Initially, online dating was a less than pleasurable adventure, and a true exercise in futility. There were very few user profiles that caught my eye, and when those few were pursued further, the profiles and pictures never quite accurately portrayed what would be encountered during the face-to-face meetings. The whole experience was rapidly shaping up to be a huge disappointment. However, eventually, a few days before my birthday, I was contacted by, and subsequently met, a rather incredible younger man. Our first “date” exceeded my expectations, to say the very least. He was smart, funny, charming and absolutely adorable. We had a drink, then dinner. Everything went well, and we ended up seeing each other a couple of more times that week. On my birthday, we spent the day in Central Park, and it was undoubtedly one of the most enjoyable birthdays I have ever had. I was in the process of changing jobs at the time, and I wasn’t working the following week, so we saw each other almost every day. The more time I spent with him, the more I wanted to see him. In the short amount of time that we had known each other, we established quite a rapport.
One Saturday, we were at my apartment, and he happened to see my passport. He opened it up to look at my picture and, of course, noticed my birth date. When he asked me why my age online was different than my actual age, it took me a minute to remember what I had done when composing my profile. I explained to him that, at the time, I was feeling apprehensive and insecure about my age, and that I had completely forgotten (which I genuinely had) that I had even portrayed myself as being three years younger than I actually am. We continued on with our plans for the day, but things were different, and the mood deteriorated as the day proceeded. He was a little distant, and made several off-color comments about various things. Eventually, I asked him if he was okay and his response was, “Actually, no, I’m not.” He was bothered by the fact that I had been dishonest about my age. In other words, my being three years older than he originally thought I was didn’t bother him – it was the fact that I felt the need to shave three years off of my age and lead potential dates to think that I was younger than I really was that he found upsetting. He said it was a symptom of a larger issue, and that he felt his trust had been compromised. After a very uncomfortable evening, which included dinner with friends, he went home to his apartment. I have to admit, it was more than a little disheartening.

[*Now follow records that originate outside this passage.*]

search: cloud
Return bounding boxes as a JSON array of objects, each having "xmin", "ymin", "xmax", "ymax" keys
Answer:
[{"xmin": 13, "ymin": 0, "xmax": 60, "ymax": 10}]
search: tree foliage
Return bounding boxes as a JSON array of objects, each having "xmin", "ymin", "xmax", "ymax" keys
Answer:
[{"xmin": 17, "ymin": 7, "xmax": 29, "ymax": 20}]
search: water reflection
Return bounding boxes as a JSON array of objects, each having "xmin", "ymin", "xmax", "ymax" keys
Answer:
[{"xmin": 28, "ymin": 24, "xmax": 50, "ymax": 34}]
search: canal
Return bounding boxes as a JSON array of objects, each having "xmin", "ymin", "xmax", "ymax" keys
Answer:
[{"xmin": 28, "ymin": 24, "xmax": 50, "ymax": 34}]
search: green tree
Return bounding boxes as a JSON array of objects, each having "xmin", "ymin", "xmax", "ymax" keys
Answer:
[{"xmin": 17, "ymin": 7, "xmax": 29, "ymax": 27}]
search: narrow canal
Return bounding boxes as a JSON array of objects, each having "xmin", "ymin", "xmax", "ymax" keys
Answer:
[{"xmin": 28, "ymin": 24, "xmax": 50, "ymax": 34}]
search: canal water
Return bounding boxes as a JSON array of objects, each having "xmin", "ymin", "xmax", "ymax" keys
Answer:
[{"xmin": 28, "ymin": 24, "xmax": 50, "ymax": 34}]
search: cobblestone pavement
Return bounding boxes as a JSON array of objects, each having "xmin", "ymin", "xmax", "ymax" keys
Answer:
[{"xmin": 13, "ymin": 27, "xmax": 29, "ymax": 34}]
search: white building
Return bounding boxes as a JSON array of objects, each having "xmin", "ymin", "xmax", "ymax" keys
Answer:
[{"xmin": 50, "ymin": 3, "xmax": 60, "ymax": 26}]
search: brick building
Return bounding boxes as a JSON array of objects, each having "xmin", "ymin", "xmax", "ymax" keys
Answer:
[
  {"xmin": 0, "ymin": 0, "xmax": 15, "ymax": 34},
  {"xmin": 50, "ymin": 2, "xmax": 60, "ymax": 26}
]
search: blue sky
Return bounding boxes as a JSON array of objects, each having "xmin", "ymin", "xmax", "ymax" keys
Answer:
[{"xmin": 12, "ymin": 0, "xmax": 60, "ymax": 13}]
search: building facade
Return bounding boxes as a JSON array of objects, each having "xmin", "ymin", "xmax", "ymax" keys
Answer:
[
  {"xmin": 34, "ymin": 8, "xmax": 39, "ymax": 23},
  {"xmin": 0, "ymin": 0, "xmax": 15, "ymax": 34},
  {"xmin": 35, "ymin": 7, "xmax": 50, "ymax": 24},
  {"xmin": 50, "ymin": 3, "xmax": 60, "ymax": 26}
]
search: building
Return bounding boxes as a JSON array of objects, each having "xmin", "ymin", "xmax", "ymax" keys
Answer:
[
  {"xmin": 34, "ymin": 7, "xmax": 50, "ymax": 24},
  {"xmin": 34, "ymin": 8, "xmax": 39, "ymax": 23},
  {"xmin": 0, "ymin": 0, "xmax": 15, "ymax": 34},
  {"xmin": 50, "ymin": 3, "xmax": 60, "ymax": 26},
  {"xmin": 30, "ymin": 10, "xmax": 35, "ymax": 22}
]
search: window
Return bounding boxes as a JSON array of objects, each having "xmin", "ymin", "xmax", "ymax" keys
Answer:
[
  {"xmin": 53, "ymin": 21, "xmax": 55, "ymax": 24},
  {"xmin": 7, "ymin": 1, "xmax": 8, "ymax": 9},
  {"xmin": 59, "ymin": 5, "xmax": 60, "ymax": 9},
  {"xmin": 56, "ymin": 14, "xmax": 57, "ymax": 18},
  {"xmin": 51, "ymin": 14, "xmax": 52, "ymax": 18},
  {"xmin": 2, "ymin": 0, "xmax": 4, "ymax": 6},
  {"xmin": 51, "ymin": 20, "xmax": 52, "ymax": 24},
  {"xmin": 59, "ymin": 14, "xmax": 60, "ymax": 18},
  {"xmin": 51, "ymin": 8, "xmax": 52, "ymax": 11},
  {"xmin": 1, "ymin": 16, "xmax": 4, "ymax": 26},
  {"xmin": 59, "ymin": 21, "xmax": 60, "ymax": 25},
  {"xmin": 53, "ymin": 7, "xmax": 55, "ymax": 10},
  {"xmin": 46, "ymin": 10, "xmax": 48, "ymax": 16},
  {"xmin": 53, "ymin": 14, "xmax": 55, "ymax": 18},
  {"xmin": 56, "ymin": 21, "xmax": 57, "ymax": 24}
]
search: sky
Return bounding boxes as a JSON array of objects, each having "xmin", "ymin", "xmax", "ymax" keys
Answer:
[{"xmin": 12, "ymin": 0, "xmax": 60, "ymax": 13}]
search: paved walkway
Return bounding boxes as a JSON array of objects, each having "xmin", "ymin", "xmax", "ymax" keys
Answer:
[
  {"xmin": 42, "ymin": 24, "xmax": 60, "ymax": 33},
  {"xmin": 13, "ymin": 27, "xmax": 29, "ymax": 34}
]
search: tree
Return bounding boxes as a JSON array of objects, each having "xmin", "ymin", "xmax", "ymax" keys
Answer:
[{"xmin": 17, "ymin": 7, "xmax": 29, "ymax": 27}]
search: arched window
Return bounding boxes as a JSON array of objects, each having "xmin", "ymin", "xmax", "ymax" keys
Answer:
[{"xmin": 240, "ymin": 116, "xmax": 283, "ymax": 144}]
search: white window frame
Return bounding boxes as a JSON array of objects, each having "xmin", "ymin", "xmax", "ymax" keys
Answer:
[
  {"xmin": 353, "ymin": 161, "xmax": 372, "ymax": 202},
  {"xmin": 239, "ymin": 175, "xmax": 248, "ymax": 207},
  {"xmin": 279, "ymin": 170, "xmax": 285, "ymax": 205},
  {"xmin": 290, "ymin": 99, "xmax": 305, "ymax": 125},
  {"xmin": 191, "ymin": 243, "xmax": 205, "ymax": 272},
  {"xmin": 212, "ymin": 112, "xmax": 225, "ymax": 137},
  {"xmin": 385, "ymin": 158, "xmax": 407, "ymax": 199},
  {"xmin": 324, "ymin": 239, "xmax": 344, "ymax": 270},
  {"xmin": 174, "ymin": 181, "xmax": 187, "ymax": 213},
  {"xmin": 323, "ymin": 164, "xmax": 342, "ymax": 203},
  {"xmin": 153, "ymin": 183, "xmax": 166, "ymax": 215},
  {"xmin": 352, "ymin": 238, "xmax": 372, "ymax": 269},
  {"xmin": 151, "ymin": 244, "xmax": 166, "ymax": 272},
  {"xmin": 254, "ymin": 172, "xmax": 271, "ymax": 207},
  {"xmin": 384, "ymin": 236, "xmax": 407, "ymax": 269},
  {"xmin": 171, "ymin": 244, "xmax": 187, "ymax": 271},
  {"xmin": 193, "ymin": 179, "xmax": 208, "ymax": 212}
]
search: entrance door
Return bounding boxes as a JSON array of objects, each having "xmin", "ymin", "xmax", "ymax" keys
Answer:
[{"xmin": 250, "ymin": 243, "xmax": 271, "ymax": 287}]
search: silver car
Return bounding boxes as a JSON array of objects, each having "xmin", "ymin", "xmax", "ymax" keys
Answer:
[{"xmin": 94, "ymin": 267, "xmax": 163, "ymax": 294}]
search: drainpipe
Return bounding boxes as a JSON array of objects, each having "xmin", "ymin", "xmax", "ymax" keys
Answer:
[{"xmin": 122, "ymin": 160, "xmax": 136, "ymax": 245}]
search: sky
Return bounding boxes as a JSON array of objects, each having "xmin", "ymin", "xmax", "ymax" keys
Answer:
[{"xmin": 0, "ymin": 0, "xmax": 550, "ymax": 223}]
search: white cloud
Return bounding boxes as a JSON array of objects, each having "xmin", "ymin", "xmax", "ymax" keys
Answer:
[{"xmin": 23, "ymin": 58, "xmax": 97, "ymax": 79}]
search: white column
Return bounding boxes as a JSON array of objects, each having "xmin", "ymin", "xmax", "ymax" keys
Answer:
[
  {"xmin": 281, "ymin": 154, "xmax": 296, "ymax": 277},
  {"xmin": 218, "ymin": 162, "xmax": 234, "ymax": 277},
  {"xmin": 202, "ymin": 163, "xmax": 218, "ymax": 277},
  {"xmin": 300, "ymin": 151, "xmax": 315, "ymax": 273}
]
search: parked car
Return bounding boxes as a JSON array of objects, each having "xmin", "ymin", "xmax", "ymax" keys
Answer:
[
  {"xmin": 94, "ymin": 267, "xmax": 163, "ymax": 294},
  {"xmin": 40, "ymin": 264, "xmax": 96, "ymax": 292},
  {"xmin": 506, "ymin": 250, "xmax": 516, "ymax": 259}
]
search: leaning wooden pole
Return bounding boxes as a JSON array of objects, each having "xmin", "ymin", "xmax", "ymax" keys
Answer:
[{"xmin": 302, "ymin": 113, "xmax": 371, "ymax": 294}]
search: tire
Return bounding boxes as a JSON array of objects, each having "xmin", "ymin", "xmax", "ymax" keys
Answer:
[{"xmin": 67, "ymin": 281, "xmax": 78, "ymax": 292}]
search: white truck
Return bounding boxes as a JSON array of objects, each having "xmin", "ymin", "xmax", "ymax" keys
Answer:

Attempting to analyze and rationalize what happened has been an eye-opening process, mainly because I always end up looking like a colossal hypocrite. I’m tempted to say that he completely overreacted to something that really isn’t that big a deal. But isn’t that exactly what I was doing when I lied about my age in the first place? I’d also like to be able to say that three years difference in my actual age and my online age is such an insignificant amount that it really shouldn’t matter anyway but, apparently, it was significant enough for it to matter to me when I created my online profile. And finally, with regards to my aforementioned disappointment upon meeting a potential date, only to discover that their profile and picture didn’t accurately portray the real thing…again, I wind up looking like a total douche. Granted, my deception was on a smaller scale, but it was deception, nonetheless. In the end, I can’t continue to beat myself up over my unnecessarily dubious online dating profile. I’ve already updated and corrected it. I’ve learned my lesson. It’s time to grow up and start acting my age. And that just pisses me off.